In 1996 the department added its first paid firefighter, Keith Handy, followed by its first class of six firefighters in 1998.
“Seeing that first class come through was a big step for the fire department,” said Thorpe. “We had a total of four classes come through and then we have hired more since then, but the process of how they were hired has changed.”
The next big milestone Thorpe witnessed was the conversion of the department from an independent department to a municipal department in 2000.
“That was a really big thing,” said Thorpe. “There was so much paperwork involved. We had to do an inventory of the whole fire department and we compiled a notebook that had to be over a foot thick.”
But the transition to a municipal department helped ease a lot of the workload for both Thorpe and the members of the fire department.
“Prior to the city taking over I did all of the payroll, all of the accounts payable, all of the accounts receivable,” said Thorpe. “That all went out the door when the city took over. But the main thing was it really helped us with funding. We no longer had to go fight for the money, the city took care of that. When we were volunteer, we got funding from Stokes County, the City of King and Forsyth County. We still get funding from them, but the city handles all of that now. That took a lot off of the fire chief.”

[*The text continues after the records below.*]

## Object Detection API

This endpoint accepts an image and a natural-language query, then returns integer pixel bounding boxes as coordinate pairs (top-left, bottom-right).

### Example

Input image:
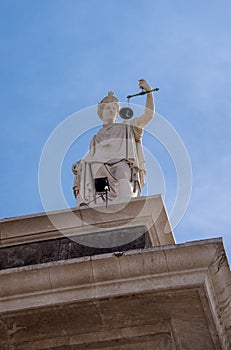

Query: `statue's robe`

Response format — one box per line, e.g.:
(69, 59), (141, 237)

(73, 118), (146, 206)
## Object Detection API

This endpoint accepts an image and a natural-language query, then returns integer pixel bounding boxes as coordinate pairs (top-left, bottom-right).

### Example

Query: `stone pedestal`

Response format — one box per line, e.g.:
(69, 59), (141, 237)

(0, 196), (231, 350)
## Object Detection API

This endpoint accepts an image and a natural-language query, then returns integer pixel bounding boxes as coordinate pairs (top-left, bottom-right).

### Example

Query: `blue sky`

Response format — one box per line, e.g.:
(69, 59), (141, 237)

(0, 0), (231, 258)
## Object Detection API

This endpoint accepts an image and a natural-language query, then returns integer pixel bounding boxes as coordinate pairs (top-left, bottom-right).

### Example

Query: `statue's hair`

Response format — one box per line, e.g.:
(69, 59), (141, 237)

(98, 91), (120, 119)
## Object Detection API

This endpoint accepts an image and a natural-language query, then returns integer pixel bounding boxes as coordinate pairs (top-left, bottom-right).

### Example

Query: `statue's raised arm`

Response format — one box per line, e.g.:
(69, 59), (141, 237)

(132, 79), (155, 128)
(72, 79), (154, 207)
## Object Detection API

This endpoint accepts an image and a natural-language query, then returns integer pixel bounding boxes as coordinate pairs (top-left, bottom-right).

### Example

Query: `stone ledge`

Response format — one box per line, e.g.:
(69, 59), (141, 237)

(0, 195), (175, 247)
(0, 239), (231, 350)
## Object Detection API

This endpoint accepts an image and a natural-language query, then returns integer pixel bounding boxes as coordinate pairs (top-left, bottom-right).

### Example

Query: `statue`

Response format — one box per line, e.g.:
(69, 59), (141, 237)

(72, 79), (154, 207)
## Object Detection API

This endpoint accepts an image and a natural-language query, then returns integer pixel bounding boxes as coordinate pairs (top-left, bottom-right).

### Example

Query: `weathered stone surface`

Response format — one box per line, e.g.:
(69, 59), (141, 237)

(0, 239), (231, 350)
(0, 196), (231, 350)
(0, 226), (151, 270)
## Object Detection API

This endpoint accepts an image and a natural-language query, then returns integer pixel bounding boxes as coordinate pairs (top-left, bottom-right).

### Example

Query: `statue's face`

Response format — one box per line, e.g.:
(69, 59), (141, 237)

(101, 102), (118, 124)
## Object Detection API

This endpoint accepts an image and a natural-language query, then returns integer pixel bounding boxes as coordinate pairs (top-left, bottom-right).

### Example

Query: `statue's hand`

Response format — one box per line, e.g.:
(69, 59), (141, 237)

(138, 79), (152, 91)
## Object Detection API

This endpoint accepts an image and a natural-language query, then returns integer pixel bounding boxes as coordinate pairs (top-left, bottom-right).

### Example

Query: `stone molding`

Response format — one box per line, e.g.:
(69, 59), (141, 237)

(0, 238), (231, 350)
(0, 195), (175, 248)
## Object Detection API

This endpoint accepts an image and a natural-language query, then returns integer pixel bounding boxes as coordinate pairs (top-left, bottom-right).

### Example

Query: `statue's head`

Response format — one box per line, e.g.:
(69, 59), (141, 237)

(98, 91), (120, 122)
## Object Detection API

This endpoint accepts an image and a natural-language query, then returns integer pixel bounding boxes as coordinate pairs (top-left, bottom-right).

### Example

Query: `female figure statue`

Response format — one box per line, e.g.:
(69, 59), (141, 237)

(72, 79), (154, 206)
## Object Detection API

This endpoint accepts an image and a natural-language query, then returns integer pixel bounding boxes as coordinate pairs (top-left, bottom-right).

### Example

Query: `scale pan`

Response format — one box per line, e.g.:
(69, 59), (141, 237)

(119, 107), (133, 119)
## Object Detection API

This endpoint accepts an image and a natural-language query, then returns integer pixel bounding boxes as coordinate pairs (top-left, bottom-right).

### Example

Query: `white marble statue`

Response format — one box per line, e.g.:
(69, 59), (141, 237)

(72, 79), (154, 207)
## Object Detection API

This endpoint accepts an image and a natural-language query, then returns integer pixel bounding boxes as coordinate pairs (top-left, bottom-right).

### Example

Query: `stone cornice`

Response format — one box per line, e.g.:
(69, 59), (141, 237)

(0, 238), (231, 349)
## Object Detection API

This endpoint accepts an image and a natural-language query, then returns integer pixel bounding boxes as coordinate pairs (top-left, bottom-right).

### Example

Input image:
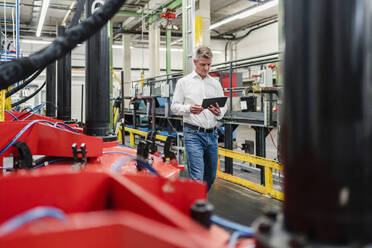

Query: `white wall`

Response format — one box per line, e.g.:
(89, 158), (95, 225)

(237, 23), (279, 59)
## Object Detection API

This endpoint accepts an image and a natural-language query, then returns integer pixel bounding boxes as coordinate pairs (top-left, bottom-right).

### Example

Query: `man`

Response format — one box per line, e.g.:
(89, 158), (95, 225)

(171, 47), (226, 190)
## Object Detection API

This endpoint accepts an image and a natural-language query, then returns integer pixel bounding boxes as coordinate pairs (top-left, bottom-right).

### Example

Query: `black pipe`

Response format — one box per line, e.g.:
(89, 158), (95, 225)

(281, 0), (372, 244)
(84, 0), (110, 140)
(12, 81), (46, 108)
(57, 26), (71, 121)
(0, 0), (129, 90)
(46, 63), (56, 118)
(6, 69), (43, 97)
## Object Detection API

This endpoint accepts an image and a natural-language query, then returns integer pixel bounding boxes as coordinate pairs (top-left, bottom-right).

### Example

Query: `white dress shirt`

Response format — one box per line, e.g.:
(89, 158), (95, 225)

(171, 71), (226, 128)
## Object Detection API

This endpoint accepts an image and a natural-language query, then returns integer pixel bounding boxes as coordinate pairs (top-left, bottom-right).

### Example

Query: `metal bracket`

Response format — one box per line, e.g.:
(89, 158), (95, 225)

(136, 140), (149, 171)
(72, 143), (87, 166)
(163, 136), (177, 162)
(146, 131), (158, 154)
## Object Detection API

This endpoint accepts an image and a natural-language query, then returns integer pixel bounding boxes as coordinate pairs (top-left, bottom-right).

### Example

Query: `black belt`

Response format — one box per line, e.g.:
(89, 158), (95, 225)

(183, 123), (215, 133)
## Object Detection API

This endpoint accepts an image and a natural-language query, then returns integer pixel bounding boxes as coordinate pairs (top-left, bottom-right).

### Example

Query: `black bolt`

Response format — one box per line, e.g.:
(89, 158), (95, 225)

(190, 200), (214, 228)
(264, 210), (278, 221)
(258, 223), (271, 234)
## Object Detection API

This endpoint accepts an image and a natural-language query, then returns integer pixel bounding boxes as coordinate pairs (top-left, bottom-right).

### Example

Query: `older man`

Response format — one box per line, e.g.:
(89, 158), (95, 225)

(171, 47), (226, 190)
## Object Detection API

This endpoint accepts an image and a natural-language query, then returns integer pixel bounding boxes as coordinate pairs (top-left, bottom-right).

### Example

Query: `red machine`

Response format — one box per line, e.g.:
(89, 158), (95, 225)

(0, 112), (254, 247)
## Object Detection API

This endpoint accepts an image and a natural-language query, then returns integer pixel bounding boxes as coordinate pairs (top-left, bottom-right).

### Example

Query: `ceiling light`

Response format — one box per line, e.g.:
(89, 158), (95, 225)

(237, 0), (279, 19)
(209, 0), (279, 29)
(36, 0), (49, 37)
(21, 40), (52, 44)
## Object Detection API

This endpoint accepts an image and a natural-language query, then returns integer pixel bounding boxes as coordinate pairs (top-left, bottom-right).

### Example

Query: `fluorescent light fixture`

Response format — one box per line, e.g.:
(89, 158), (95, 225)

(21, 40), (52, 45)
(237, 0), (279, 19)
(36, 0), (49, 37)
(112, 45), (222, 54)
(209, 0), (279, 29)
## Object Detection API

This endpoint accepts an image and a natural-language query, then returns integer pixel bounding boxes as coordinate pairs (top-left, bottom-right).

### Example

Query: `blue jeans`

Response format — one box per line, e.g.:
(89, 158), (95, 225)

(183, 127), (218, 190)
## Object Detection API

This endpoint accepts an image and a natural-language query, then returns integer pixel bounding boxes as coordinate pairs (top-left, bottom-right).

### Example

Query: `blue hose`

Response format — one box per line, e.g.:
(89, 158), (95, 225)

(0, 120), (77, 155)
(5, 110), (19, 120)
(0, 207), (65, 236)
(104, 151), (160, 176)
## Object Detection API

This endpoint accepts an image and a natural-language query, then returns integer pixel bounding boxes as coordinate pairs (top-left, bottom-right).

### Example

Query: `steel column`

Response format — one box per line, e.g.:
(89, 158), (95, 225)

(253, 127), (269, 186)
(224, 124), (234, 175)
(166, 29), (172, 75)
(46, 62), (57, 117)
(57, 26), (71, 121)
(84, 0), (110, 137)
(281, 0), (372, 246)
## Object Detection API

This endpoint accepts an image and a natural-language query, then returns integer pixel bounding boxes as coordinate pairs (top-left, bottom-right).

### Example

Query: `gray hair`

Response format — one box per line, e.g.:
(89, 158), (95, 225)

(195, 46), (213, 59)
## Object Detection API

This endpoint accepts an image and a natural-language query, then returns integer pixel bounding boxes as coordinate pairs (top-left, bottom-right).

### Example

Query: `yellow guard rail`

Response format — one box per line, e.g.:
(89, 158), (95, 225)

(119, 127), (284, 200)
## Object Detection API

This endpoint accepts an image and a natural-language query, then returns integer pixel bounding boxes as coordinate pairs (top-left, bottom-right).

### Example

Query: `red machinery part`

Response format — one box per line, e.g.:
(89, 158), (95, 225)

(0, 121), (103, 158)
(0, 169), (229, 247)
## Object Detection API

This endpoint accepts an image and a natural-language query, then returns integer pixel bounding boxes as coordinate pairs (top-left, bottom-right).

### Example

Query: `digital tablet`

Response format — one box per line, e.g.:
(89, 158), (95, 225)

(202, 96), (227, 108)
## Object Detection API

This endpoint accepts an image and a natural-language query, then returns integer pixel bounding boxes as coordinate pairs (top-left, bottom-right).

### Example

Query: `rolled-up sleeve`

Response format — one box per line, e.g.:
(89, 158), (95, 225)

(171, 79), (191, 116)
(217, 82), (228, 120)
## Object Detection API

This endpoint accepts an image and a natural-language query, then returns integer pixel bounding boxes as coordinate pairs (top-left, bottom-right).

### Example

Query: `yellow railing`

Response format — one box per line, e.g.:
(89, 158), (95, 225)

(118, 127), (284, 200)
(217, 147), (284, 200)
(0, 90), (6, 121)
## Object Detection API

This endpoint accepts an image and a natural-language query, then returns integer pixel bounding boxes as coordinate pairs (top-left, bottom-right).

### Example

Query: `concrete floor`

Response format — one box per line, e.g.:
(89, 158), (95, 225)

(208, 179), (282, 226)
(122, 126), (283, 226)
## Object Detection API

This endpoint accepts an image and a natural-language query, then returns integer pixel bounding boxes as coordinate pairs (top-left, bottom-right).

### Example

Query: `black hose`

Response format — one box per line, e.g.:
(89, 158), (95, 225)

(12, 81), (46, 108)
(0, 0), (125, 90)
(5, 69), (43, 98)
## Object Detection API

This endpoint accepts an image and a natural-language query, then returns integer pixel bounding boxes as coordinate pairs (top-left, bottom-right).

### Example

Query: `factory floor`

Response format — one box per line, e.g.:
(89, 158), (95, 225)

(126, 126), (283, 226)
(208, 179), (282, 226)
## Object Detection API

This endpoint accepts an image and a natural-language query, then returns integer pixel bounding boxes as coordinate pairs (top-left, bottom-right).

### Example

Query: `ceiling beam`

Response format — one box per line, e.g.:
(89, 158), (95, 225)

(116, 10), (142, 17)
(147, 0), (182, 24)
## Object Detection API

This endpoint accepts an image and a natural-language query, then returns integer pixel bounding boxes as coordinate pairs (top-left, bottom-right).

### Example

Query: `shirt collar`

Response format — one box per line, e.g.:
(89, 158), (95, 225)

(192, 70), (211, 80)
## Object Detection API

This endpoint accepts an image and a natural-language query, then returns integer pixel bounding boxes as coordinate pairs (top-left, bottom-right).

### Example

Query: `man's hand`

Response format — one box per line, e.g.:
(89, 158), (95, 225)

(208, 102), (221, 116)
(190, 104), (203, 115)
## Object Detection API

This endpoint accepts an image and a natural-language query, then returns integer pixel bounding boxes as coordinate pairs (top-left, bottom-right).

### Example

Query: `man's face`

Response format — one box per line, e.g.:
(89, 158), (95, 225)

(194, 57), (212, 78)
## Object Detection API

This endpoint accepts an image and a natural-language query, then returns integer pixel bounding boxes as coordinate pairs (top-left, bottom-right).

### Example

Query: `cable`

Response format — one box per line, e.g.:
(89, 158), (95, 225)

(0, 0), (129, 90)
(102, 151), (160, 176)
(54, 122), (80, 134)
(5, 69), (43, 97)
(0, 206), (65, 236)
(0, 120), (80, 155)
(32, 158), (66, 169)
(267, 129), (278, 150)
(111, 158), (135, 172)
(211, 215), (254, 236)
(227, 231), (252, 248)
(12, 81), (46, 108)
(5, 110), (19, 120)
(22, 103), (45, 121)
(102, 151), (136, 158)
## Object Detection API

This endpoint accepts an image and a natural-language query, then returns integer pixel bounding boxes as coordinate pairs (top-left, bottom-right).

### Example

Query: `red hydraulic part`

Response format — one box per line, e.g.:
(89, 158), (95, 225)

(0, 111), (183, 177)
(0, 170), (254, 248)
(160, 8), (177, 23)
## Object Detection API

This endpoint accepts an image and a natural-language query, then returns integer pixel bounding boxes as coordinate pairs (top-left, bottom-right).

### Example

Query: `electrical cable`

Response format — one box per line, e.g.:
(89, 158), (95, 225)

(12, 81), (46, 108)
(0, 206), (65, 236)
(5, 110), (19, 120)
(227, 231), (252, 248)
(54, 122), (80, 134)
(111, 158), (135, 172)
(32, 158), (66, 169)
(211, 215), (254, 236)
(22, 103), (45, 121)
(5, 69), (43, 98)
(102, 151), (160, 176)
(267, 129), (278, 150)
(0, 0), (129, 90)
(0, 120), (80, 155)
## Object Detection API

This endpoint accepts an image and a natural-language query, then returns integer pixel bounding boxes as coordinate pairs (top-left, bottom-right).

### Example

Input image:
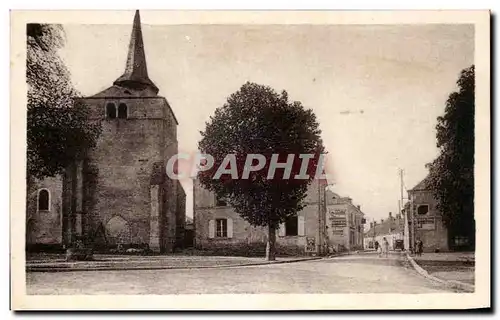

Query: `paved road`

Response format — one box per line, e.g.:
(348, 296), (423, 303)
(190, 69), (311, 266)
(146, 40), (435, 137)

(27, 255), (449, 295)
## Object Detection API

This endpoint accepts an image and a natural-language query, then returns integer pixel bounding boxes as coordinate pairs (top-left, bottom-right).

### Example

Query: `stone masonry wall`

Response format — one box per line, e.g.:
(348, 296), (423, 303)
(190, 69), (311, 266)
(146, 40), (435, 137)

(194, 182), (319, 254)
(84, 98), (181, 247)
(411, 190), (449, 252)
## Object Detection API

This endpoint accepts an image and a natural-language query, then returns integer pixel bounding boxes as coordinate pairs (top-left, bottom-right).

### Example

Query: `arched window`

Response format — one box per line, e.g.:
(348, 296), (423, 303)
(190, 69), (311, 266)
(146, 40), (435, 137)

(106, 102), (116, 119)
(118, 103), (127, 119)
(38, 189), (50, 211)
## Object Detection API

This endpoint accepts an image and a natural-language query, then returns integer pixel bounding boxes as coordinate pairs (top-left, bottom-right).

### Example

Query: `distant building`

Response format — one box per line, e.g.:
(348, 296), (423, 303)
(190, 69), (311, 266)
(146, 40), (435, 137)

(194, 180), (327, 255)
(26, 12), (186, 253)
(405, 178), (450, 252)
(326, 190), (365, 251)
(364, 212), (404, 250)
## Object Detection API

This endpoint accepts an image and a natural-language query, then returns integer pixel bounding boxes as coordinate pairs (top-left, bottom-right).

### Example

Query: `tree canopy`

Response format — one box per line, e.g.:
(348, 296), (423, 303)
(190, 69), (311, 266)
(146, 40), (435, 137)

(198, 82), (324, 259)
(428, 66), (475, 248)
(26, 24), (100, 179)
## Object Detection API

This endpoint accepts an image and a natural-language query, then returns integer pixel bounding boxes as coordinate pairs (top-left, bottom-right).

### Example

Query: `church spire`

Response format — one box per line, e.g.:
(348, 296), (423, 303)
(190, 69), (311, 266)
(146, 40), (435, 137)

(113, 10), (158, 95)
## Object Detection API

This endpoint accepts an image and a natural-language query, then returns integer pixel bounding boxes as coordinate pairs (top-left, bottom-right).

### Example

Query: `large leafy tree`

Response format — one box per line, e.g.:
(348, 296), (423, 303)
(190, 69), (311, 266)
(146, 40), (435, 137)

(198, 82), (324, 260)
(26, 24), (100, 179)
(428, 66), (475, 250)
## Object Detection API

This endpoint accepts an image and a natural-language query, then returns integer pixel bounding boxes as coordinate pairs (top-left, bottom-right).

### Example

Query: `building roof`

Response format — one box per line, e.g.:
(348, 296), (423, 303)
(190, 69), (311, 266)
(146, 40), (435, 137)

(408, 175), (430, 191)
(109, 10), (159, 95)
(365, 217), (404, 237)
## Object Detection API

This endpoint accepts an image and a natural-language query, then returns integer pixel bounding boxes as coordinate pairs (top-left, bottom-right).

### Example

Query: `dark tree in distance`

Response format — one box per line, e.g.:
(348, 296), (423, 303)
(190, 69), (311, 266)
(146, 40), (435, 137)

(26, 23), (100, 180)
(428, 66), (475, 249)
(198, 82), (324, 260)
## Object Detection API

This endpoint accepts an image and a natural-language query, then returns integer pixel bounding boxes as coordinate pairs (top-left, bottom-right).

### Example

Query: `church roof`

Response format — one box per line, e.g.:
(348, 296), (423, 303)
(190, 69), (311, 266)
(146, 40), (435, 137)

(111, 10), (159, 95)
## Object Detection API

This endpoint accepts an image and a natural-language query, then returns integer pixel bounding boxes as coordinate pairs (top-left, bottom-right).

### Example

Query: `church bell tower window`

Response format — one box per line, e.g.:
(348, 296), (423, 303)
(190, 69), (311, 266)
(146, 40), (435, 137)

(106, 102), (116, 119)
(118, 103), (127, 119)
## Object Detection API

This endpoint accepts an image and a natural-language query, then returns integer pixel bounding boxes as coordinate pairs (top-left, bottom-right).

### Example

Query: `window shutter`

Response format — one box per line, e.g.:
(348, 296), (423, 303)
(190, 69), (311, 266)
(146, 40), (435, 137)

(208, 220), (215, 239)
(297, 216), (306, 236)
(278, 223), (285, 237)
(227, 218), (233, 238)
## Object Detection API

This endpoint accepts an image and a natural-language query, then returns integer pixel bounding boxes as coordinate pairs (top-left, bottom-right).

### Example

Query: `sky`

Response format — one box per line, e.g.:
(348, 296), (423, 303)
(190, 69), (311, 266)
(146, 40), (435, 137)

(60, 14), (474, 220)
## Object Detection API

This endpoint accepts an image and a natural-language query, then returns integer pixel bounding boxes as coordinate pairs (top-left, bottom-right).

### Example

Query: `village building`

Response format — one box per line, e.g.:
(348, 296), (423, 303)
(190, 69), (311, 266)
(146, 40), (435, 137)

(326, 190), (365, 252)
(194, 180), (363, 255)
(26, 11), (185, 253)
(364, 212), (404, 250)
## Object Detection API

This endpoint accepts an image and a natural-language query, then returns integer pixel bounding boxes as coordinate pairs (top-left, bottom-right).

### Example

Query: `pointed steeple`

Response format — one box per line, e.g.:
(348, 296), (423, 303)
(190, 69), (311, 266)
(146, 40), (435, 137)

(113, 10), (158, 95)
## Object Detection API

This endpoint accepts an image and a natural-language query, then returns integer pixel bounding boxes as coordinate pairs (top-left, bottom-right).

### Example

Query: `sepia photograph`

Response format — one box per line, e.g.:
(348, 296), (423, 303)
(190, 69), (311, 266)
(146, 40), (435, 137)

(10, 10), (491, 310)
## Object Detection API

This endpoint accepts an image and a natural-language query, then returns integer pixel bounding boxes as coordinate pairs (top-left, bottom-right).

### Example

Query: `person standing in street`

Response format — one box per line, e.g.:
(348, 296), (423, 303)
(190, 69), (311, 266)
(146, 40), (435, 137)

(382, 237), (389, 258)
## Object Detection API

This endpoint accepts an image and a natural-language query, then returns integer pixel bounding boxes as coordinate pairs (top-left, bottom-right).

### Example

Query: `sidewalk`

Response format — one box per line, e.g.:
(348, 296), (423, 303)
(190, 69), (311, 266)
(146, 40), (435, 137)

(26, 254), (319, 272)
(410, 252), (475, 291)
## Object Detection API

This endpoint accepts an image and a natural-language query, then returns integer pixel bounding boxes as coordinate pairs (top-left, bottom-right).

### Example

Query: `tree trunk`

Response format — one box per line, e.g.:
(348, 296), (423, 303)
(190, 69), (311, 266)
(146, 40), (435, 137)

(266, 224), (276, 261)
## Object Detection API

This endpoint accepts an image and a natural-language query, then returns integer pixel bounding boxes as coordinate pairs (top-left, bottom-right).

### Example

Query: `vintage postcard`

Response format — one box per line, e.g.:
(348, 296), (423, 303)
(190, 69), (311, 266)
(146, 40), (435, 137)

(10, 10), (491, 310)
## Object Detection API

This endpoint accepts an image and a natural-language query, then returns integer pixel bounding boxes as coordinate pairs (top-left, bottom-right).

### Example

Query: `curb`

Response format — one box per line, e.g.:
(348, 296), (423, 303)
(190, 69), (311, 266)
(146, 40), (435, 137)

(26, 257), (323, 273)
(406, 253), (475, 293)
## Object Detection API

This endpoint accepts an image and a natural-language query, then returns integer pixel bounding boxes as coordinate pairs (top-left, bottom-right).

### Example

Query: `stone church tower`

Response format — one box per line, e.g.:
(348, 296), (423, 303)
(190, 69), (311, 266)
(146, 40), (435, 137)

(27, 11), (185, 253)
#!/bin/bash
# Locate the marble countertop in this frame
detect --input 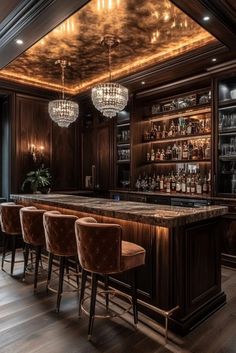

Thorpe retired from the department in 2002 when her mother passed away, but was asked by Chief Steven Roberson to come back again in 2010.
“I could not ask for a better fire chief and assistant chief,” said Thorpe. “They make it enjoyable to come to work.”
Thorpe has a justifiable tone of pride in her voice when talking about Roberson and many of the other firefighters in the department.
“I met Steven when he was seven or eight years old, and now he is my boss,” she said. Thorpe’s two sons, Mark and Matthew, both grew up serving in the department, and she has served as a mother figure for many of those who have passed through the department’s halls. “They all went though our junior program and then eventually became full-time firemen. I have seen quite a few come through and grow up here.”
Stokes County Fire Marshal Brian Booe, a member of the department’s first class, said Thorpe has served as the center of the department for many years.
“If you need to know something, you go to Barbara,” he said. “If you need to find something out, you go to Barbara. If you want somebody to talk to, you come talk to her. If you need somebody to put you in line, she is going to put you in line. She is the mom of the fire department.
“It is a huge loss, but I know with her leaving that she has the set the groundwork for the department for a long time,” he added. “She has treated us like her own family and she just wants us to be successful.”
Thorpe said she and her husband are going to spend her second retirement traveling around the country, but promised she would be stopping back by the department whenever they were in town to check on her other “family.”
“I’ll make sure I bring them goodies,” she said. “This is a wonderful place to work. The last five years here have just been wonderful. The guys here, well it is a family. They look out for each other. That is what we do here. I’ll miss them.”